Она сказала «достоинство» – это слово, наверное, и сработало в конце концов. И я написал. Скрипел зубами, ругался про себя, но писал. Под конец мне даже нравилось, что пишу. Я ведь уважал и Островского, и Павла Корчагина, на самом деле уважал – они не лгали. И это поддерживало меня. Закончил в три часа ночи.

И получил пятерку за сочинение!

Это был не единственный такой случай. И за это я благодарен сестре на всю жизнь. При всем, при том, что много в сестре было и такого, что мне абсолютно не нравилось. Человек сложен – главное, понять лучшее в нем и ценить.

Потом я влюбился в книги Джека Лондона. И особенно в «Мартин Иден». Вот кто умел работать – моряк Март Иден, ставший в конце концов знаменитым писателем! Да, за все нужно платить в жизни. И прежде, чем научишься чему-то – набьешь шишки, от них никуда не денешься. Но зато и награда щедрая тому, кто не боится. Ничто не приносит такой радости, как умение хорошо делать что-то! Но очень важно не сдаваться и идти дальше, потому что результат редко бывает сразу. И чтобы взлететь, придется оторваться от земли. Вот бабочка, например. Сколько времени проводит будущее порхающее создание в стадии толстой неповоротливой и беззащитной гусеницы! А потом еще в стадии куколки повисеть или полежать где-то. Но зато потом…

Правда, что касается Мартина Идена и автора романа, самого Джека Лондона… Март Иден, стал-таки известным писателем, настоящим писателем, но… Слишком противно было ему в мире лжи, где все продается – и он покончил с собой. Добился, но покончил с собой. Судьбу своего героя повторил потом и сам автор, Джек Лондон, увы. Но ведь это было в капиталистической стране, где главное не жизнь человеческая, а деньги, то есть ложь – вот он и не выдержал! Устал, потерял веру в жизнь… У нас тоже много лжи, но главное в нашей стране все же не деньги, главное – ценности человеческие: дружба, любовь, сочувствие, совесть… Есть, ради чего трудиться!

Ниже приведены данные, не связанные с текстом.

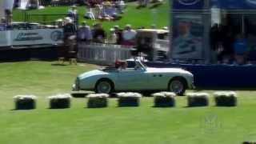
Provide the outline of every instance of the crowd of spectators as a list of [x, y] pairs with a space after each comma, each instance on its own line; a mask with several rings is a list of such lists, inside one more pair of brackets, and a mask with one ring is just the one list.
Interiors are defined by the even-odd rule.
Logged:
[[214, 24], [210, 31], [213, 62], [246, 63], [249, 46], [242, 34], [229, 26]]
[[84, 17], [94, 20], [118, 20], [122, 18], [120, 14], [123, 13], [125, 6], [122, 0], [89, 0], [86, 1], [87, 11]]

Так что же мне делать с очерком? И вопрос: есть ли смысл стараться угодить Алексееву?

Написать что-то по его просьбе можно, конечно, но душа не лежит. Если бы проблема была не такая серьезная – другое дело. И потом. Совершено ясно: что даже если я напишу так, как хочет он и как «нужно журналу», и даже если в принципе примут мою работу, то уродовать начнут все равно. Это неизбежно, у нас это принято. И я не смогу ничего сделать – мое достоинство журналиста, мое авторство никто не примет всерьез. Так у нас повелось. «Для пользы дела» – этим они оправдывают все, что угодно, а в первую очередь холуйство перед начальством. «Польза дела» у них очень своеобразная. К тому же есть привычная для редакторов отговорка: «Иначе этот материал не пройдет». То есть не имеет значения, настоящий, достойный это «материал» или нет. Главное – «пройдет» он или «не пройдет», то есть будет он одобрен начальством или не будет. Значит, все решаешь не ты, не твоя совесть, достоинство, честность, талант, а – начальство?

Как раз незадолго до того я читал материалы «Нюрнбергского процесса», и особенно любопытным казалось мне то, что фашисты, которые создали гигантскую машину по истреблению людей и, в частности, печи Освенцима, Майданека, Треблинки, вовсе не считали себя виноватыми – они оправдывались тем, что выполняли приказы начальства. Главного начальника – фюрера! И вообще «работали на благо Великой Германии». Да, видимо, многие немцы делали все такое действительно искренне, они поверили в правоту Гитлера, в справедливость нацизма. А результат? Миллионы людей стали убивать друг друга, десятки миллионов погибли. «Великая идея» оказалась ложной, а жертвы бессмысленными. Выходит, что истина была не в приказах гитлеровского начальства, а в жизни? Но… Разобраться как?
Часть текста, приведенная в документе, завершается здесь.